Today, we are excited to announce the addition of Symmetric Hash Join to Apache Datafusion. This new feature will greatly enhance the capabilities of our query processing engine and give users even more powerful tools for querying, analyzing, and managing large datasets in real time.

Symmetric Hash Join will integrate into DataFusion's existing API seamlessly, fully compatible with Datafusion's existing static data sources and streams. Whether you have static data with cardinality constraints or streaming data, Symmetric Hash Join will help you process large datasets faster and more efficiently, enabling you to generate low-latency, data-driven results.

Our implementation of this feature includes an advanced optimization technique called build-side pruning, which allows the algorithm to detect early on when certain rows no longer matter to the join result and remove them from memory. This results in a significant performance boost and more efficient use of computational resources.

In this blog post, we'll take a closer look at the Symmetric Hash Join algorithm. We will explain how it works, its advantages, and the benefits of using it. We'll also show you how to use it in your Datafusion pipeline and provide tips and tricks for getting the most out of it.

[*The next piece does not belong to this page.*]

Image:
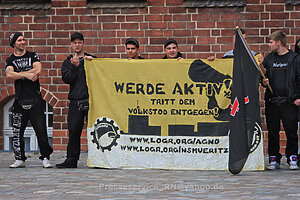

We hope that this new addition will help you to achieve your big data goals more easily and with greater speed, and we welcome your feedback and questions.

Symmetric Hash Join

A brief explanation

To explain the Symmetric Hash Join (SHJ) algorithm, let’s first quickly remind ourselves how the ordinary Hash Join algorithm works. At a high-level, the latter works in a two-step fashion: It first consumes one of its inputs (the build side) to build a hash table, and then consults this hash table while consuming its other input (the probe side) to determine matches. The SHJ algorithm eliminates this build/probe side asymmetry by maintaining a hash table for each input, and consults these tables continuously as it consumes both its inputs.

When is it appropriate?

The SHJ algorithm is typically useful when quick response times are needed, or when inputs are unbounded. It can be used in various types of data processing tasks, such as:

How does it work?

Context: Query processing and streams

In a query processing engine, data flows in between different operators or stages within the engine, and each operator or stage performs a specific operation on the data. The query planning step is responsible for determining the optimal execution plan for the query, which simply means selecting the applicable operators, configuring them and connecting them in some optimal sense.

However, when processing streams, this is not as straightforward as it sounds, since not all operators are stream-friendly. Stream-unfriendly operators are often called pipeline-breaking operators, and we need to get the job done by utilizing only stream-friendly operators that allow our data streams to flow smoothly through the entire pipeline.

This means that none of our operators should block processing by waiting for a large amount of input data without producing any output, or by writing intermediate results to disk (if possible). While some operations (such as sorting) are inherently not compatible with this concept (and thus are pipeline-breaking), many use cases allow solutions involving only stream-friendly operators.